On a déjà grossièrement présenté le genre du ballet de cour en ce début du baroque, et ce qu'il en restait concernant le Ballet d'Alcine qui va nous occuper.

A présent va se poser la question de la restitution.


5. Quelles sources ?

Comme précisé précédemment, toute la partie instrumentale est perdue ; il ne nous reste plus que les deux récits d'Alcine et un chœur de nymphes – en réalité, les seules parties vocales du ballet.

Deux sources parues chez Ballard, possesseur du privilège d'impression pour les œuvres lyriques données à la Cour.

¶ Un recueil d'airs à cinq parties : dessus, haute-contre – c'est-à-dire alto masculin – taille (ténor), cinquiesme (basse 1), basse.

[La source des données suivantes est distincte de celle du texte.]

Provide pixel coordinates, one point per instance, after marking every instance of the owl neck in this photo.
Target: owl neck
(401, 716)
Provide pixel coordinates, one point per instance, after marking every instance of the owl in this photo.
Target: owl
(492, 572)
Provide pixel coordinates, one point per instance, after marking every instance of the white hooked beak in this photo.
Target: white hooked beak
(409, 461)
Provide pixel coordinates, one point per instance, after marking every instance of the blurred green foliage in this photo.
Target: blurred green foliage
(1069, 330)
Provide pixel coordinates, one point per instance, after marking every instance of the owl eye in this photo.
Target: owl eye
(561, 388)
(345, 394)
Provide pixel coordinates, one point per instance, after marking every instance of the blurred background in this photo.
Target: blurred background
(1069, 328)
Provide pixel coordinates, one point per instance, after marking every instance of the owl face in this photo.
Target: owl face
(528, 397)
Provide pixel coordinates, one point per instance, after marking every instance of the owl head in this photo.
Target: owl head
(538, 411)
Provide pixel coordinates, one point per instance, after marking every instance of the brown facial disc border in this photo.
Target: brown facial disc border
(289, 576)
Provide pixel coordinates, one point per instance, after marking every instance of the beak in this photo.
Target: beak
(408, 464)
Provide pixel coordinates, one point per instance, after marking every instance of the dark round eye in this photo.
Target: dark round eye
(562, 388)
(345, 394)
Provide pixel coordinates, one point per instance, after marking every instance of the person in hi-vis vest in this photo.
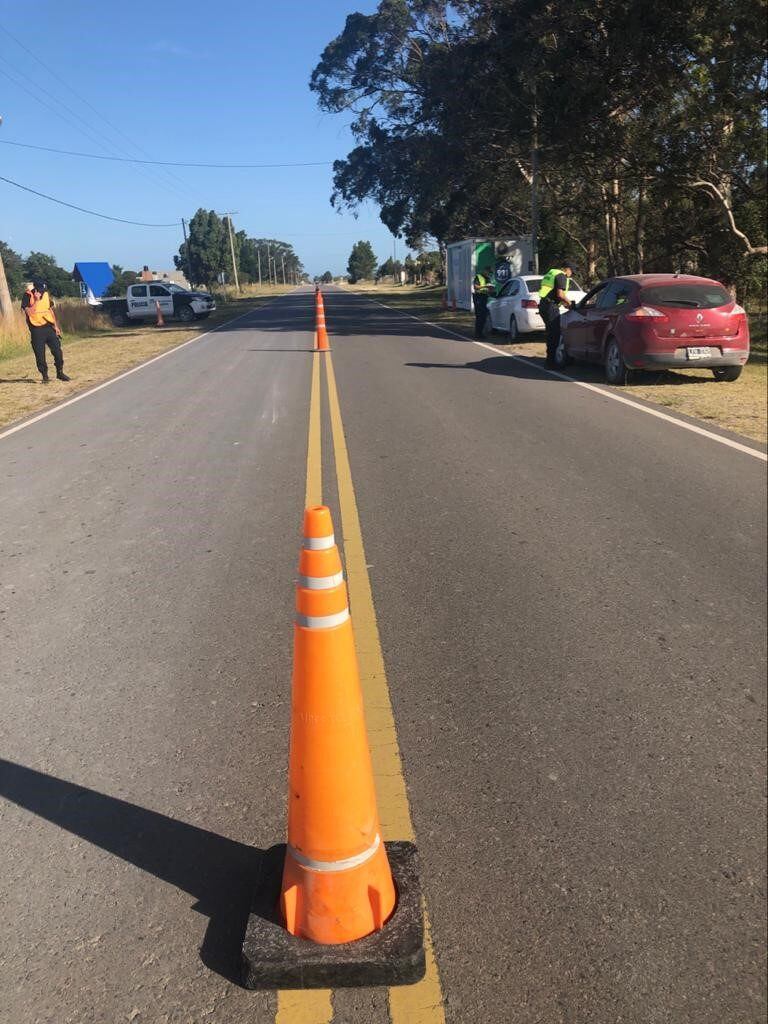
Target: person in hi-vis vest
(44, 330)
(482, 290)
(553, 294)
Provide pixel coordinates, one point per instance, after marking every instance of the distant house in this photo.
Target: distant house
(170, 276)
(94, 279)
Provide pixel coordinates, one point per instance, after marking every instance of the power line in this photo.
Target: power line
(116, 129)
(81, 209)
(163, 163)
(37, 91)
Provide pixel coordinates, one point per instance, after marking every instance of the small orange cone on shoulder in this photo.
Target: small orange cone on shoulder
(337, 885)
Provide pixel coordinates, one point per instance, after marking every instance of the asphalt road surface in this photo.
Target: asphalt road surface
(570, 604)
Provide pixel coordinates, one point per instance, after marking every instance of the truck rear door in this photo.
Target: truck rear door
(138, 301)
(159, 293)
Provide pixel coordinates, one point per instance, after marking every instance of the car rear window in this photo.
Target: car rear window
(686, 296)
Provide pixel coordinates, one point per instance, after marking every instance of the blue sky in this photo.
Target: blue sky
(224, 82)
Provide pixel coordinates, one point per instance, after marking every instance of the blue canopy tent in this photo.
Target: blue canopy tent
(94, 280)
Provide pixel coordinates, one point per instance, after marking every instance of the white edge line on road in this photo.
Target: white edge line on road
(120, 377)
(762, 456)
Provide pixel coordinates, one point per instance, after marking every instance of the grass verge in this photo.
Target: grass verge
(97, 353)
(740, 407)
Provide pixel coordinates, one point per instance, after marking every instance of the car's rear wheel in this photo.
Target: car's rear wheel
(724, 374)
(616, 372)
(561, 353)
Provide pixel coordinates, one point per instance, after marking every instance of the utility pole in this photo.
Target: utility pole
(231, 247)
(187, 251)
(5, 306)
(535, 184)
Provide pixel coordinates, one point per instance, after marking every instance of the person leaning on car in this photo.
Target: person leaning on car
(44, 330)
(482, 289)
(553, 295)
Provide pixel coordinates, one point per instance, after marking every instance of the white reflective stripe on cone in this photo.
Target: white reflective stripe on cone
(322, 622)
(320, 543)
(335, 865)
(322, 583)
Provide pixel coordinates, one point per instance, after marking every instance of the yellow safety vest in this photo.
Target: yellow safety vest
(548, 283)
(41, 312)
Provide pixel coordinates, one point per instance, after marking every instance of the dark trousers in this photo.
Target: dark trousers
(550, 313)
(40, 337)
(481, 310)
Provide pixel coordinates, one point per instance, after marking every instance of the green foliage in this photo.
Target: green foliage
(60, 283)
(269, 255)
(208, 254)
(13, 269)
(649, 125)
(361, 264)
(123, 279)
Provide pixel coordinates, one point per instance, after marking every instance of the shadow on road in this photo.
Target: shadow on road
(217, 871)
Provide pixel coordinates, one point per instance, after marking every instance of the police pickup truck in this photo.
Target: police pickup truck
(143, 298)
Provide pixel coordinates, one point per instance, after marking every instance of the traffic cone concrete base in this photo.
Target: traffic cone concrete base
(394, 955)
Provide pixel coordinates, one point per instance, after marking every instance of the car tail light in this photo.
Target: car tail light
(738, 315)
(647, 312)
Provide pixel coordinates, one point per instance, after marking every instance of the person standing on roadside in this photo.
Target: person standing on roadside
(482, 290)
(44, 330)
(553, 295)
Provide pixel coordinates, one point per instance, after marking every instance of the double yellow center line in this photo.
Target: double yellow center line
(420, 1004)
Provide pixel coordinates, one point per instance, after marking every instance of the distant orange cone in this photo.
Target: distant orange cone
(322, 342)
(337, 884)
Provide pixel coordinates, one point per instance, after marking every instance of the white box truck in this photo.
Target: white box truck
(499, 258)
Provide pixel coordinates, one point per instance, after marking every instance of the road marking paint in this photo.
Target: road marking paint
(311, 1006)
(420, 1004)
(729, 442)
(120, 377)
(313, 459)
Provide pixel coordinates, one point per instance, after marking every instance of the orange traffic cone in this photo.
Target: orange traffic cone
(322, 342)
(336, 906)
(337, 885)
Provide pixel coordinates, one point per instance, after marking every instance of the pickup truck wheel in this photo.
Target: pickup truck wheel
(723, 374)
(616, 372)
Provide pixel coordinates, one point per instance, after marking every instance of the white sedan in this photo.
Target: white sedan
(515, 309)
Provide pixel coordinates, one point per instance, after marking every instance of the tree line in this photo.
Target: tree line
(36, 266)
(206, 257)
(644, 124)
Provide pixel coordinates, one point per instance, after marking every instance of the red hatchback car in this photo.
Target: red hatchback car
(656, 322)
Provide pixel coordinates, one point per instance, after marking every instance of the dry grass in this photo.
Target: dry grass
(740, 407)
(93, 356)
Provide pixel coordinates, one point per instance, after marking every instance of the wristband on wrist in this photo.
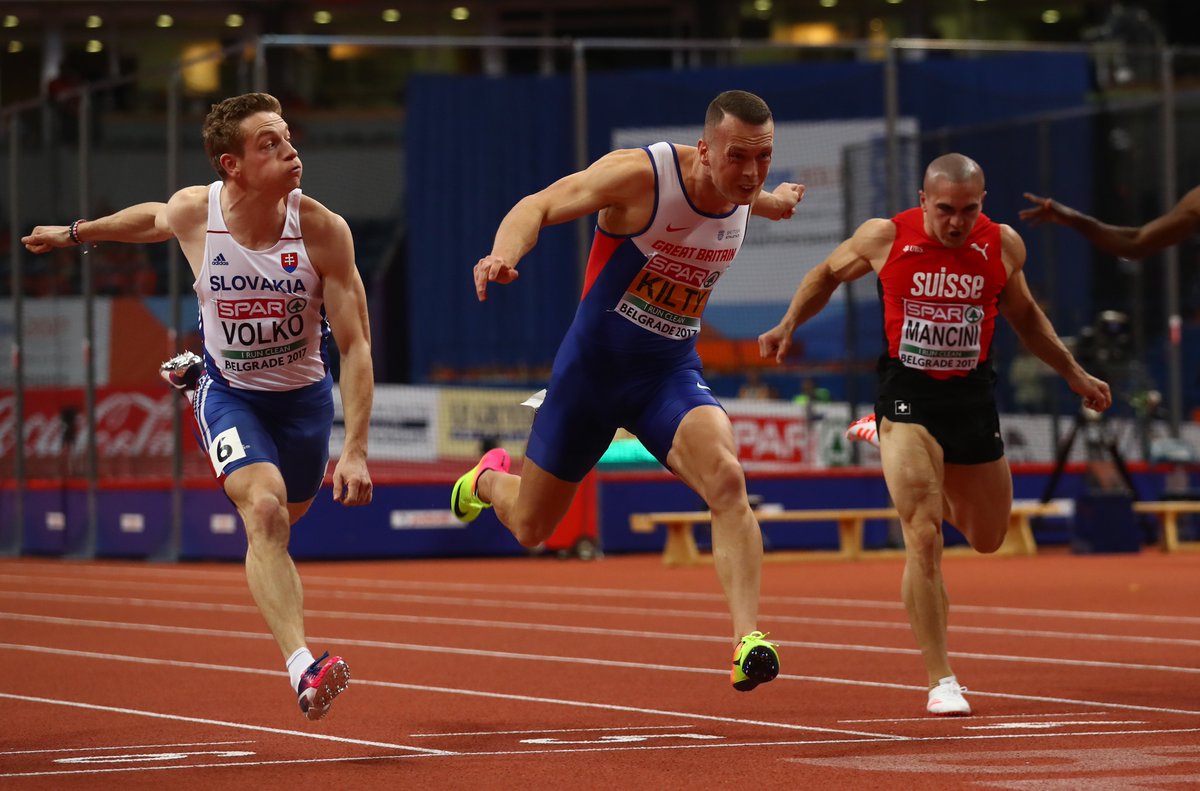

¶ Un recueil d'airs avec accompagnement de luth (noté en tablatures), contenant notamment du Guédron. Les auteurs ne sont pas nominalement crédités, sans doute parce que l'origine en était évidente pour les initiés, ou bien parce que cela paraissait une question secondaire, je n'ai pas de réponse définitive. Quoi qu'il en soit, il est assez facile de réattribuer ce qui appartient à chacun, et on y trouve, groupés à la suite, les trois « numéros » d'Alcine.

Par ailleurs, on trouve certains couplets supplémentaires dans l'in-octavo de Jean de Heuqueville décrivant la soirée, que j'ai joints à l'ensemble.


Merci à Diamantine Zirah qui a accepté de tenir la partie de soprano – et que je diffuse notre grossière séance de travail.
Malgré la réalisation précaire (j'espère en fin de parcours vous proposer un produit fini plus satisfaisant), vous entendez un exemple de couplet ajouté à partir du témoignage de Jean de Heuqueville – le dernier : « J'aime bien mieux dans les Enfers, / Parmi les flammes et les fers, / Me voir sans mourir embrasée, / Que vivre, et me voir méprisée ». J'ai écrit les contrechants en me fondant partiellement sur le recueil à cinq parties, partiellement sur le style ; ils ne figurent pas chez Bataille, mais me semblaient nécessaires d'un point de vue à la fois historique et pratique – j'en parlerai plus tard.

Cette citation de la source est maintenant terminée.